On whether same-sex marriage should be allowed:
On whether same-sex couples should be allowed to adopt children:
Same-sex marriage now enjoys majority support, a shift from previous surveys. However, voters of far-right parties overwhelmingly oppose it, with even stronger resistance to adoption by same-sex couples. Opposition to LGBTQ+ rights appears to be a key ideological issue for far-right voters. ND voters show growing, albeit limited, support for LGBTQ+ rights compared to left-wing parties.
On whether abortion should be banned:
On whether a woman’s primary role should be that of a mother:
Far-right party voters differ starkly from others in favoring abortion bans, with Elliniki Lysi and Victory voters leading in support. On traditional gender roles, they emphasize motherhood as a woman’s primary role, further highlighting the ideological gap between these voters and those of ND, as well as centrist and left-wing parties.

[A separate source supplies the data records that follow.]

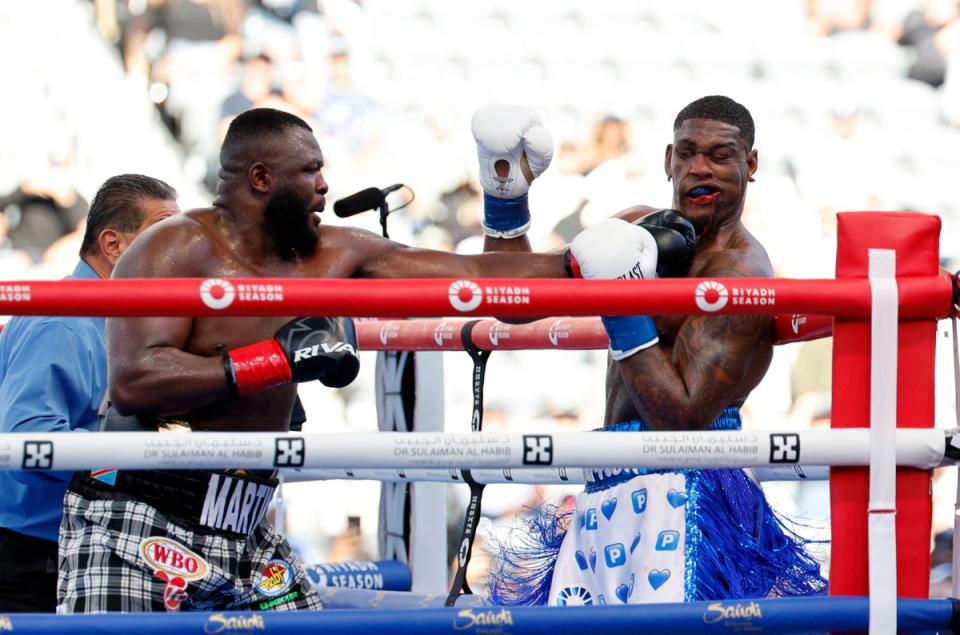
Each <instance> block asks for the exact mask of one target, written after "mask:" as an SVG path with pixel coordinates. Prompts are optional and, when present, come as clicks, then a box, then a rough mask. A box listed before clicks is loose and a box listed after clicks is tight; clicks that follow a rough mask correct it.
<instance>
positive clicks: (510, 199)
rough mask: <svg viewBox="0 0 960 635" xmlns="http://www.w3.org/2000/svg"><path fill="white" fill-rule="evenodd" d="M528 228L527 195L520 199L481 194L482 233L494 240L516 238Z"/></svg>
mask: <svg viewBox="0 0 960 635" xmlns="http://www.w3.org/2000/svg"><path fill="white" fill-rule="evenodd" d="M529 227H530V208H529V206H528V205H527V195H526V194H524V195H523V196H521V197H520V198H497V197H495V196H490V195H489V194H487V193H486V192H484V194H483V231H484V233H486V234H487V235H488V236H493V237H494V238H516V237H517V236H522V235H523V234H525V233H526V231H527V229H528V228H529Z"/></svg>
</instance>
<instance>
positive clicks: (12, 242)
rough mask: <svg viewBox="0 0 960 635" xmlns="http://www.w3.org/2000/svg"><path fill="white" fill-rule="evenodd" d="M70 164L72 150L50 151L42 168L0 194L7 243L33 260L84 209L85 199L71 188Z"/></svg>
mask: <svg viewBox="0 0 960 635" xmlns="http://www.w3.org/2000/svg"><path fill="white" fill-rule="evenodd" d="M72 168H73V160H72V150H64V151H63V152H51V153H50V155H49V157H48V163H47V165H46V166H45V167H44V168H43V169H42V170H39V171H37V172H36V173H34V174H30V175H28V176H26V177H24V178H23V179H21V181H20V183H19V185H17V187H16V189H15V190H13V191H12V192H10V193H8V194H7V195H5V196H2V197H0V212H3V213H4V215H5V217H6V223H7V233H8V238H9V240H10V245H11V246H12V247H13V248H14V249H18V250H21V251H23V252H25V253H26V254H27V255H28V256H29V257H30V259H31V260H32V261H33V262H34V263H39V262H40V260H41V258H42V256H43V252H44V251H45V250H46V249H47V247H49V246H50V245H52V244H53V243H54V242H55V241H56V240H57V239H58V238H60V237H61V236H64V235H66V234H69V233H70V232H72V231H74V230H75V229H76V228H77V225H78V224H79V223H80V222H81V221H82V220H83V218H84V216H85V215H86V213H87V201H85V200H84V199H83V197H82V196H80V194H79V193H78V192H77V190H76V189H75V188H74V185H73V174H72Z"/></svg>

On whether the death penalty should be reinstated:
While opinions are split overall, far-right party voters strongly favor the reinstatement of the death penalty, with Spartiates showing the highest support. Victory voters, influenced by Christian values, show comparatively lower but still significant support.

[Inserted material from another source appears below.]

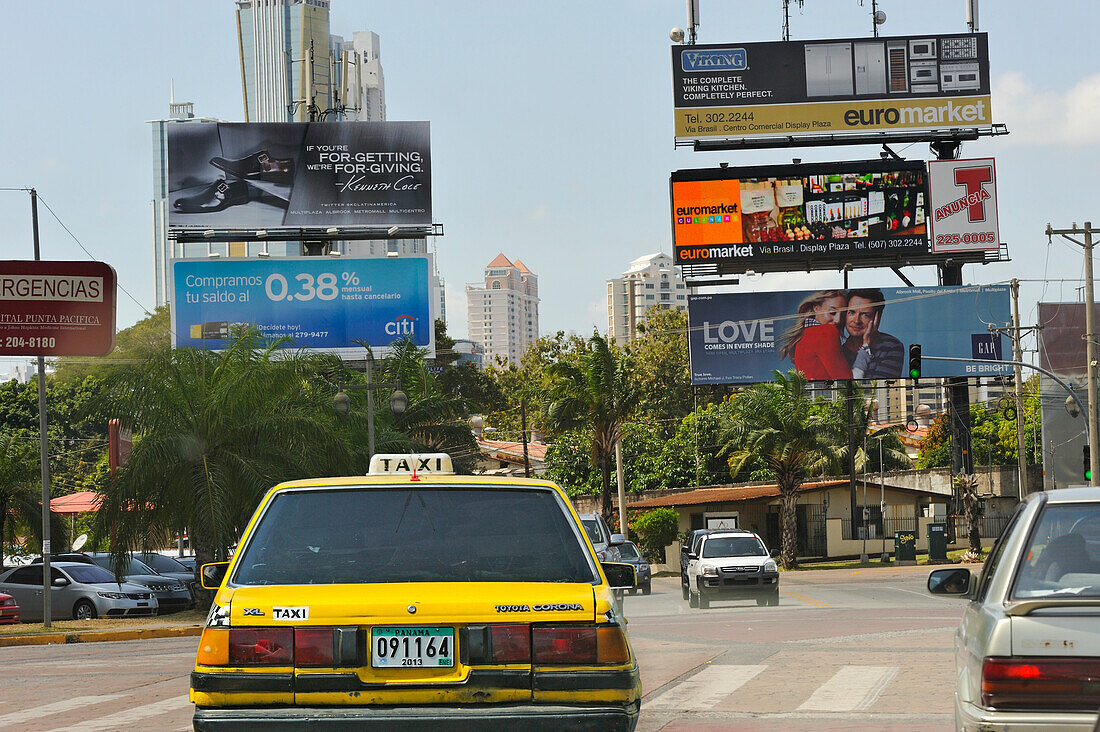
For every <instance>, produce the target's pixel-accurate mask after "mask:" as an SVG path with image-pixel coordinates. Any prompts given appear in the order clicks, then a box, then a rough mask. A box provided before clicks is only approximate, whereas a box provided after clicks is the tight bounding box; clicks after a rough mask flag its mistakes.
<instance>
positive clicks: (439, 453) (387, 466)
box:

On limiting the right to protest when public order is threatened:
On whether police are excessively violent during protests:
Far-right voters appear conflicted on protest issues. They are divided on restricting demonstrations but broadly agree that police use excessive force. This contrasts with ND voters, who lean heavily toward a traditional “law and order” stance.
A deeply negative attitude toward immigration is evident, especially among far-right voters, who overwhelmingly see migrants as cultural and economic threats. ND voters share these views to a significant extent, particularly on crime and cultural impact, highlighting an ideological convergence on this issue.
Far-right voters are highly susceptible to pseudoscientific and conspiracy theories, particularly on climate change and vaccines. ND voters are less influenced by such views, indicating a substantial gap between mainstream and far-right voters on these topics.
a) Shared Ideological Traits:
The three far-right parties share a common ideological core, albeit with variations, especially among Victory voters, who are more influenced by Christian values. Despite ideological similarities, each party caters to a distinct audience.
b) Relationship with ND:
While there are points of convergence between ND voters and far-right voters, especially on immigration, significant divergences on key issues like the EU, globalization, democracy, and protests indicate that the far-right cannot yet be considered part of a cohesive “blue coalition.”